MHP leader disputes ‘civilian martyrs’ plan
ISTANBUL - Daily News with wires
Nationalist Movement Party leader Devlet Bahçeli speaks to his lawmakers at a parliamentary group meeting. DAILY NEWS photo
A government plan to extend the “martyr” status to civilians is absurd, Nationalist Movement Party (MHP) leader Devlet Bahçeli said yesterday, pointing to the cases of slain journalist Hrant Dink and the smugglers killed in a botched air raid at Uludere.“On what grounds will Hrant Dink, for example, be elevated to the status of a martyr? How can people involved in smuggling be regarded as martyrs? Martyrdom is not a bribe.

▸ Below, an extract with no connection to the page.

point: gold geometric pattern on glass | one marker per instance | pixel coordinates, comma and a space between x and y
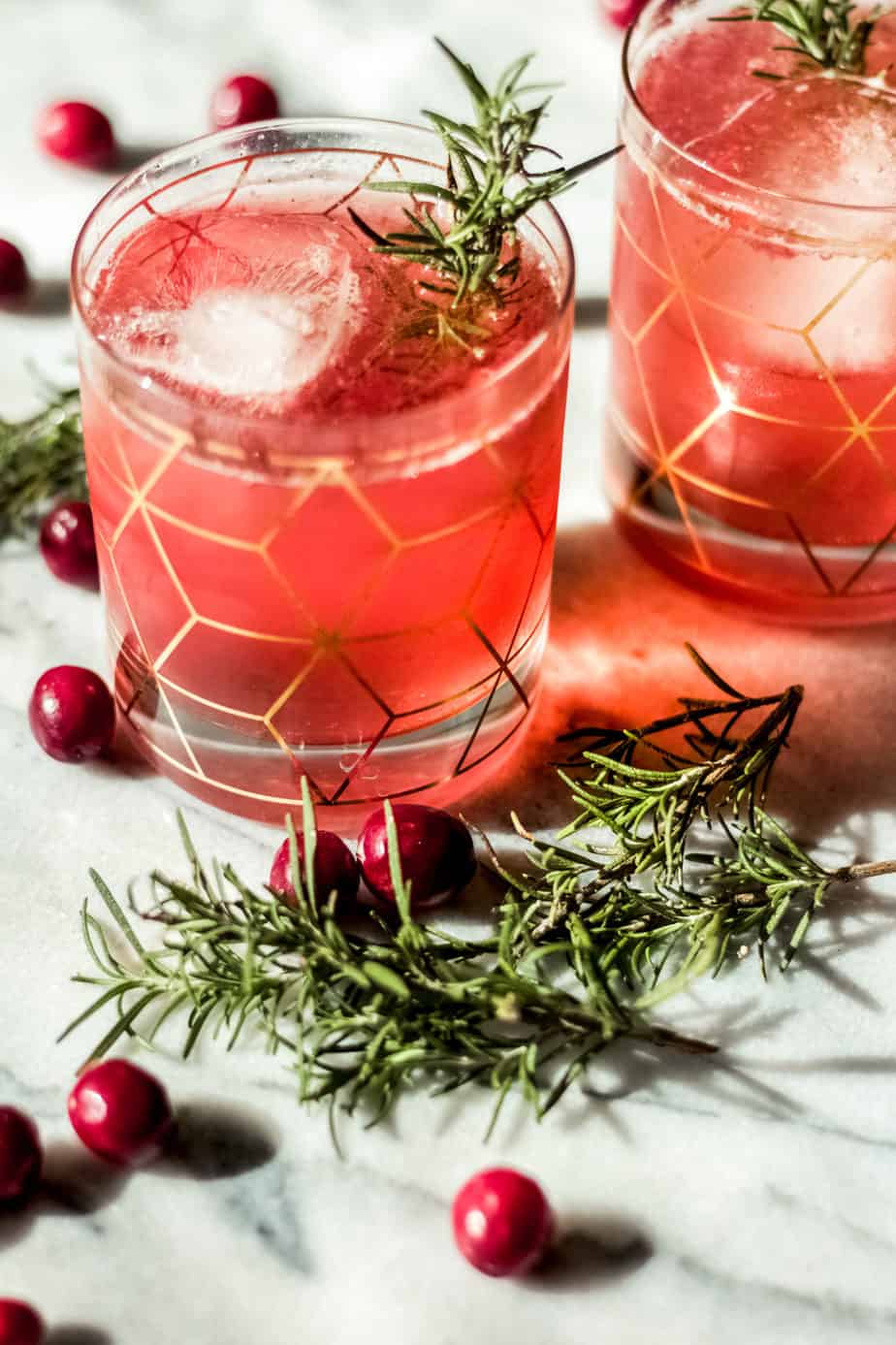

It cannot be seen as a tool of distributing economic benefits,” Bahçeli said at his party’s parliamentary group meeting.
The MHP leader stressed that “martyrdom” was not a legal definition but an expression of “religious and national value” that required holders to be Muslims. “The government’s efforts to expand the definition of martyrdom is absurd and constitutes disrespect and injustice to the souls of the heroes who sacrificed their lives for the motherland,” he said.
Prime Minister Recep Tayyip Erdoğan said last week that 20 legal provisions would be amended and civilians killed in terrorist attacks would be also considered “martyrs” and benefit from state assistance.
Family and Social Policy Minister Fatma Şahin has suggested that Dink’s family could apply to benefit from the said assistance and counted the slain Uludere villagers in the scope of “civilian martyrs.”
Interior Minister İdris Naim Şahin stepped into the debate yesterday, stressing that the bill on the issue had not yet been drafted. “Everything will become clear when the bill is drawn up. A commission will be set up to decide who and under what circumstances will benefit from the bill,” he said in the southern city of Gaziantep.